Categories: uncategorized

Date: 16 December 2004 14:34:27

First trip on my own in the car yesterday. OK, perhaps I shouldn't have picked the Catford Gyratory System at rush hour for my exploratory outing, but at least I did it. I felt like such a fraud. Kept wanting to shout out of the window: "I can't drive, why hasn't anyone noticed?". Perhaps they had noticed, actually, but I didn't get tooted. I did, however, scrape the car very slightly on the gatepost (sorry husband) .. which somewhat took the shine off the day. But I feel so entirely liberated by knowing I can just get in the car and drive anywhere. It's SO exciting!

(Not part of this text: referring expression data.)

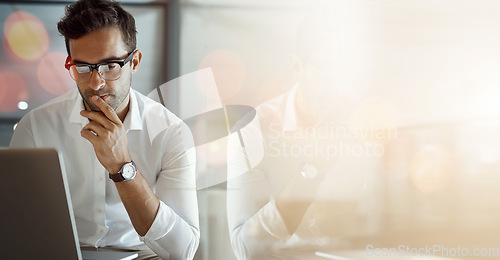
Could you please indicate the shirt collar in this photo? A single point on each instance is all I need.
(132, 120)
(290, 115)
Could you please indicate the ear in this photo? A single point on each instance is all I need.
(136, 60)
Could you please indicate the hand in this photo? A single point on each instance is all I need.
(106, 133)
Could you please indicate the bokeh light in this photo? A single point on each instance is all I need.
(12, 91)
(228, 70)
(26, 35)
(22, 105)
(378, 117)
(431, 168)
(52, 75)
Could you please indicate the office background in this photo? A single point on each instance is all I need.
(428, 68)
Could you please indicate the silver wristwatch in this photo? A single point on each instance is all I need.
(126, 173)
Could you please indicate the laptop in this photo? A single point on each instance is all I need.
(37, 219)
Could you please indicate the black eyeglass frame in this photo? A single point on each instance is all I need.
(96, 66)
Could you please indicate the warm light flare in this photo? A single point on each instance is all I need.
(26, 35)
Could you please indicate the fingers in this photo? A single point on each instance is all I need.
(99, 118)
(108, 111)
(87, 134)
(95, 127)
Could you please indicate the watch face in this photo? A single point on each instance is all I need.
(128, 171)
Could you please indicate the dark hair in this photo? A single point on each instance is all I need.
(86, 16)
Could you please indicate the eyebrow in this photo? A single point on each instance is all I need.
(101, 61)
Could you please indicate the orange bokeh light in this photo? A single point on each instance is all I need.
(52, 75)
(228, 70)
(26, 35)
(12, 90)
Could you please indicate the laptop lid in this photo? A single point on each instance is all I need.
(37, 216)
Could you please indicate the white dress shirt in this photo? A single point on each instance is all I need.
(162, 148)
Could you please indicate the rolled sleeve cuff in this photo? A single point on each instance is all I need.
(162, 224)
(272, 221)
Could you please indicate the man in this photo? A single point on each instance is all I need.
(104, 128)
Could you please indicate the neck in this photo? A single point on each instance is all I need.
(122, 110)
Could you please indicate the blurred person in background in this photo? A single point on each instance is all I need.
(294, 180)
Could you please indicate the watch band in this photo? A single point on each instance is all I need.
(117, 177)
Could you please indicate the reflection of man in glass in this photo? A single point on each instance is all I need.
(286, 198)
(104, 128)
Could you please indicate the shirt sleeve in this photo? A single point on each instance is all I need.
(174, 233)
(255, 224)
(23, 135)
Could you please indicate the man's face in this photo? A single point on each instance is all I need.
(97, 47)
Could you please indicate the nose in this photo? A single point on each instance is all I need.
(96, 81)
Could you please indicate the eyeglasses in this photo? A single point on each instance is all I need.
(111, 70)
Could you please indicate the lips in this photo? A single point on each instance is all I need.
(104, 97)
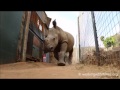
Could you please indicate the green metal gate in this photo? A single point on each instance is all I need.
(10, 23)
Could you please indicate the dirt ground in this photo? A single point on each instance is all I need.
(41, 70)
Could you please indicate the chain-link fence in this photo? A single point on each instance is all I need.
(108, 36)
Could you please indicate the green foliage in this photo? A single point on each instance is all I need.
(109, 41)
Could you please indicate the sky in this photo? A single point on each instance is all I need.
(67, 20)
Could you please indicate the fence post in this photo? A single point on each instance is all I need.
(25, 38)
(95, 36)
(79, 39)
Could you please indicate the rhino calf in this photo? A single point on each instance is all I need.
(59, 42)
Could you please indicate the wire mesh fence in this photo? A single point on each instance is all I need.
(108, 35)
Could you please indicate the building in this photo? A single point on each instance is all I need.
(22, 34)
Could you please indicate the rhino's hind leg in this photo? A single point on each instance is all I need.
(70, 56)
(62, 52)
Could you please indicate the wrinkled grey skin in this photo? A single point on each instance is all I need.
(59, 42)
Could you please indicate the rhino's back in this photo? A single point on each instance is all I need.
(70, 39)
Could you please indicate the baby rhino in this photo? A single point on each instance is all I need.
(59, 42)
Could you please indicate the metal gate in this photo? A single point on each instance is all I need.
(10, 23)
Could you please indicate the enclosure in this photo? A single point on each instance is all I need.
(99, 37)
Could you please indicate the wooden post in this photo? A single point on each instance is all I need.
(25, 38)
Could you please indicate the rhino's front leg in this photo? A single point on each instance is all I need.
(61, 56)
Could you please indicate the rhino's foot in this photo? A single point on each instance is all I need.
(61, 63)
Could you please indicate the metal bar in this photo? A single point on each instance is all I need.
(79, 39)
(95, 36)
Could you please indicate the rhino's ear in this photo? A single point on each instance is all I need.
(54, 23)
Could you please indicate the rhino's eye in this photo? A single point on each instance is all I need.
(53, 38)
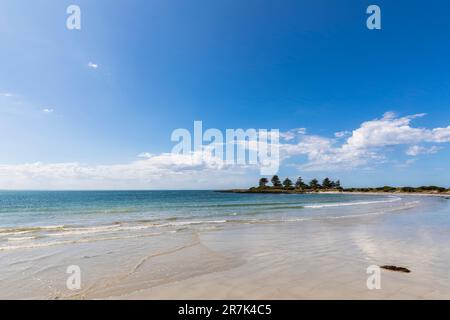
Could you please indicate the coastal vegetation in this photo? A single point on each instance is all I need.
(327, 185)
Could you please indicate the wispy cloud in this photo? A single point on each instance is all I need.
(417, 150)
(368, 145)
(92, 65)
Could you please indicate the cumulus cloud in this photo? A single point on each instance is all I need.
(366, 145)
(417, 150)
(341, 134)
(363, 147)
(165, 170)
(92, 65)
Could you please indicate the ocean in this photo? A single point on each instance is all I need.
(131, 241)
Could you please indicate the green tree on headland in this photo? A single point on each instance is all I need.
(276, 181)
(287, 183)
(327, 183)
(263, 182)
(314, 184)
(299, 184)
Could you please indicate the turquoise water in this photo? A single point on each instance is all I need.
(31, 208)
(38, 219)
(128, 241)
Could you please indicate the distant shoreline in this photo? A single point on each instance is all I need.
(445, 194)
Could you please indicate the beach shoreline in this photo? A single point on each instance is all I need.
(319, 250)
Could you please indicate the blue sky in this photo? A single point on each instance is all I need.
(160, 65)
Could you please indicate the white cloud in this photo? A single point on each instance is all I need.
(158, 172)
(92, 65)
(417, 150)
(341, 134)
(291, 134)
(7, 94)
(366, 146)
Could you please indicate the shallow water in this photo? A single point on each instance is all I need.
(203, 244)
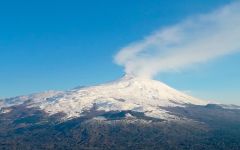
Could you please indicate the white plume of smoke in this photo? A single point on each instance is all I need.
(194, 40)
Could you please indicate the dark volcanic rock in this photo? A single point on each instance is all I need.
(207, 128)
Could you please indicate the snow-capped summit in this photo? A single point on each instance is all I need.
(128, 93)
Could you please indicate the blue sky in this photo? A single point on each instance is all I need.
(62, 44)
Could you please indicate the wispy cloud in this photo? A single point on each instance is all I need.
(194, 40)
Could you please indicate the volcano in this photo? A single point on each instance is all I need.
(129, 113)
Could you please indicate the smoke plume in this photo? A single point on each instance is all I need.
(197, 39)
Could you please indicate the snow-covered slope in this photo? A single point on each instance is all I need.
(128, 93)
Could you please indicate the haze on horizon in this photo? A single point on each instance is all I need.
(194, 46)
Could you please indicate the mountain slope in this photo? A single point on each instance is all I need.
(128, 93)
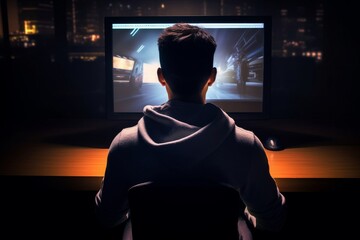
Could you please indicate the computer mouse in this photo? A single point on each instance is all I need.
(273, 143)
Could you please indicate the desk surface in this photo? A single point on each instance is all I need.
(79, 148)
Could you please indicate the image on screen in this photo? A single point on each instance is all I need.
(239, 59)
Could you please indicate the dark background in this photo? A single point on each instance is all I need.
(40, 83)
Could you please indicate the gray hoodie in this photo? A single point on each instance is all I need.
(185, 142)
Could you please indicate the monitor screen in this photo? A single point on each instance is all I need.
(242, 59)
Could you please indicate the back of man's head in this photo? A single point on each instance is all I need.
(186, 57)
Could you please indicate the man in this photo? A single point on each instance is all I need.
(187, 138)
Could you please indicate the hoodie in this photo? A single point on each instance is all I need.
(183, 141)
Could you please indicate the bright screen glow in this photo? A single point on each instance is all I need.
(239, 59)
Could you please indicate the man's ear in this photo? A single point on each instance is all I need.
(212, 76)
(161, 77)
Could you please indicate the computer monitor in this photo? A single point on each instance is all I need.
(242, 59)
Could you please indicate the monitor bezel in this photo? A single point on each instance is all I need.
(238, 115)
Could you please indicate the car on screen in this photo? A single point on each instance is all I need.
(127, 70)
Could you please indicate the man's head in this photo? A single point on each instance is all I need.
(186, 57)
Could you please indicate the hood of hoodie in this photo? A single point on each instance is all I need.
(182, 130)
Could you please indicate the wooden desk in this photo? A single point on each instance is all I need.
(52, 150)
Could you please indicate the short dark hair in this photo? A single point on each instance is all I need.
(186, 57)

It's the office christmas party tonight, so I won't be driving anywhere, actually. Not unless I want to lose my licence before I receive it.

Beginning to feel festive at last - started wrapping pressies this morning. Will be very relieved when this sunday is over - I'm conducting the church 'choir' (bit of a strong word) for both morning and evening carol services. I've tried to impose a little subtlety onto their singing, but at the moment they could make Away in A Manger sound like Metallica. And they won't watch me conducting. I'm not one to usually shout "LOOK AT ME!" but at last night's practice i didn't have much choice. Oh well, God Rest Ye Merry - ladies and gentlemen. Until Sunday.